Poucos dias depois, era chegada a altura de sair do Athos, a minha licença estava a expirar, os não-ortodoxos não podem lá ficar mais do que determinado tempo. Fui para o porto e percebi que não havia barcos. Estava preso no Monte devido ao mau tempo.

Enquanto esperava que a tempestade parasse, enquanto esperava por um barco — que não haveria de aparecer tão cedo —, conheci Alexandros, um monge austríaco. Enquanto comia o resto do pão com azeitonas que tinha comprado no dia em que cheguei ao Monte, o monge falava da sua vida.
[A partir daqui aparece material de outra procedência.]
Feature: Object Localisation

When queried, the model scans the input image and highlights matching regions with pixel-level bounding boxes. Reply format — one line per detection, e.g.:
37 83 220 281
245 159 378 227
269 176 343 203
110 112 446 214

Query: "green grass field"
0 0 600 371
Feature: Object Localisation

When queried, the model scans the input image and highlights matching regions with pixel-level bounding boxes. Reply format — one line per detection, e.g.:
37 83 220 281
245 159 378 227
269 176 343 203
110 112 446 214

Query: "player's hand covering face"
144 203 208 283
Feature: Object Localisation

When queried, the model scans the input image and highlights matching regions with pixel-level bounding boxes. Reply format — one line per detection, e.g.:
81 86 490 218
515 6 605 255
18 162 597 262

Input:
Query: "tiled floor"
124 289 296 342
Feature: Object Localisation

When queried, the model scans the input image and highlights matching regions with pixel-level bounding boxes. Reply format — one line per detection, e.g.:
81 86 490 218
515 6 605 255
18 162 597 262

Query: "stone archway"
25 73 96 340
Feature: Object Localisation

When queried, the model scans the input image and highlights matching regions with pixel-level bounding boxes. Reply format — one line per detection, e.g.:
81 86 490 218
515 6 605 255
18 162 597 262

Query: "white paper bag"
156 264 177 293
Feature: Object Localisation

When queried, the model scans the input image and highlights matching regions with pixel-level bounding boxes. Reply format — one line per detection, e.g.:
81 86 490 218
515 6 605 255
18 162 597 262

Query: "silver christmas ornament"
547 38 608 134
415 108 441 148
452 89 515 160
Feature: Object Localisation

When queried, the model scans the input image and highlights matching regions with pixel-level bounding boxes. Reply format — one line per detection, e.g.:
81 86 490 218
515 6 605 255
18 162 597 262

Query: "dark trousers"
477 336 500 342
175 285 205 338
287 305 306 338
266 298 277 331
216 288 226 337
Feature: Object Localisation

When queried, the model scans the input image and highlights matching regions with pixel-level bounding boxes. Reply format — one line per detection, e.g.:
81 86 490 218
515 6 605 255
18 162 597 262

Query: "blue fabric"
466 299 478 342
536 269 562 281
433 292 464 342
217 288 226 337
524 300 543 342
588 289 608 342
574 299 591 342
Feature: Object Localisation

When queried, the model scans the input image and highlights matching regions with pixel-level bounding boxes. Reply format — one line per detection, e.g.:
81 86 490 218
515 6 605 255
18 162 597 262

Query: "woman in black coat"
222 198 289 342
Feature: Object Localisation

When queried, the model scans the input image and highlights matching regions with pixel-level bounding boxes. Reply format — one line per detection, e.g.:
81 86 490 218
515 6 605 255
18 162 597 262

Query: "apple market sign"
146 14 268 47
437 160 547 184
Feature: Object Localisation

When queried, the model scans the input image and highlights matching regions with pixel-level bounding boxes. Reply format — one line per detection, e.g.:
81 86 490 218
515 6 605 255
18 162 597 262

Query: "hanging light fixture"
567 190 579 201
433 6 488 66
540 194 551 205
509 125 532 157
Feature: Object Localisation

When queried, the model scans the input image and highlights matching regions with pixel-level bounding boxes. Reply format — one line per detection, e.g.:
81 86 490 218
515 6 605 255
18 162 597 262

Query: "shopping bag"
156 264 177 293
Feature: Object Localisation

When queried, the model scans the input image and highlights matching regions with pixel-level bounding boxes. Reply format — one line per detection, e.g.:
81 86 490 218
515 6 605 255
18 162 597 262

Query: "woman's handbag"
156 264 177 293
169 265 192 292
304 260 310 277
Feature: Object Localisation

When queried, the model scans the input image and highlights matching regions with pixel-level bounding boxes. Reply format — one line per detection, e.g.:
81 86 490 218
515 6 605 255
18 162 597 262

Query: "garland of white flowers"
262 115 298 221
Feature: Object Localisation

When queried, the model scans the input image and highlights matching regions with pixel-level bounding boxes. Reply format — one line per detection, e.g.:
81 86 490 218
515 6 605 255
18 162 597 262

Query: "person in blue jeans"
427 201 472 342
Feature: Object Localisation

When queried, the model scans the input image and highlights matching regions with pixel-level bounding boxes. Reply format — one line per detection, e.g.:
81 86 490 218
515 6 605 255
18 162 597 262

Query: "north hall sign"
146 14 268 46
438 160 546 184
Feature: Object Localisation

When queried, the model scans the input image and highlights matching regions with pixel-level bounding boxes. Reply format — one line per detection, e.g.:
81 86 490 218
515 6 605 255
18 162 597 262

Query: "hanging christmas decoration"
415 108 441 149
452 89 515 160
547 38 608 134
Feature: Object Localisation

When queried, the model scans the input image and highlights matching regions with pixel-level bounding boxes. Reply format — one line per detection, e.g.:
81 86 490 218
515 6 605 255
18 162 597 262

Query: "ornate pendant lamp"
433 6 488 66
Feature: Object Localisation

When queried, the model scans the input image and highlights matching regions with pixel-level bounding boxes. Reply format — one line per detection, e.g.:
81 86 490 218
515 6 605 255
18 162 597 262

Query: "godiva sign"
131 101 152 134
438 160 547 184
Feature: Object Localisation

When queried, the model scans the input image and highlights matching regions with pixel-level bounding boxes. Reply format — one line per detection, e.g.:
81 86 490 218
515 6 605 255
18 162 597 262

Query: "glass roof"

Tinha vivido numa gruta, na Síria, durante uns vinte anos. Noutra gruta, em Israel, tinha vivido uns quinze anos, e agora tinha uma cabana no Monte. Dizia muito mal dos judeus e gabava-se de falar com os animaizinhos todos, especialmente com uma salamandra. Aquecia-a nas mãos, dizia ele, enquanto conversava com ela. Graças a estas informações esópicas passei a chamá-lo, na minha cabeça, de Branca de Neve.

Passados uns dias, o tempo estava melhor e foi possível sair do Athos. O Natal no mundo exterior já tinha acontecido, mas no Monte ainda não, por isso, nesse ano, não tive Natal. Atravessei a Macedónia, a Albânia, a Bósnia, a Croácia e a Eslovénia. Quando cheguei a Lisboa, tinha um embrulho no correio, trazia uma morada do Monte Athos, com um cognome: “Sagrado Monte Athos, aeroporto para o Céu”. Era do Alexandros, o Branca de Neve. Como eu havia trocado, no porto, uma ou outra palavra em romeno com um noviço que estava com ele, o monge ficou com a impressão de que eu era fluente na língua. Por isso, dentro do embrulho, vinham umas fotocópias, em romeno, embrulhadas numa toalha de mesa com motivos natalícios, do livro que ele tinha escrito. Chamava-se o manuscrito: “A invulgar história da minha vida”. Na contracapa, escrito a vermelho, convidava-me para me converter à fé ortodoxa, tornar-me noviço e viver com ele, pois assim poder-me-ia “ajudar a responder às minhas muitas questões sobre a Fé e sobre Deus”. Termina com: “Apesar de o silêncio ser a minha mais amada linguagem, bem como a doce fala dos meus pássaros da floresta.”

Conheci vários monges enquanto estive no Monte Athos. Ouvi discussões sobre João Crisóstomo, El Greco, acusações ao Papa, elogios a Clemente de Alexandria. Uns monges eram mais simpáticos, outros mais austeros, uns eram bastante inteligentes, outros menos, mas o que me pareceu mais próximo de um santo foi o velho Kostas, que nunca mais vi e que não era monge. Não tenho coragem para me dedicar totalmente a Deus, dizia ele, e recusava elogios apontando para os monges do Monte: eles é que têm coragem. Talvez, Kostas, talvez, mas Santa Teresa de Ávila disse um dia: se há uma coisa de que tenho a certeza, é de que não sou santa nenhuma.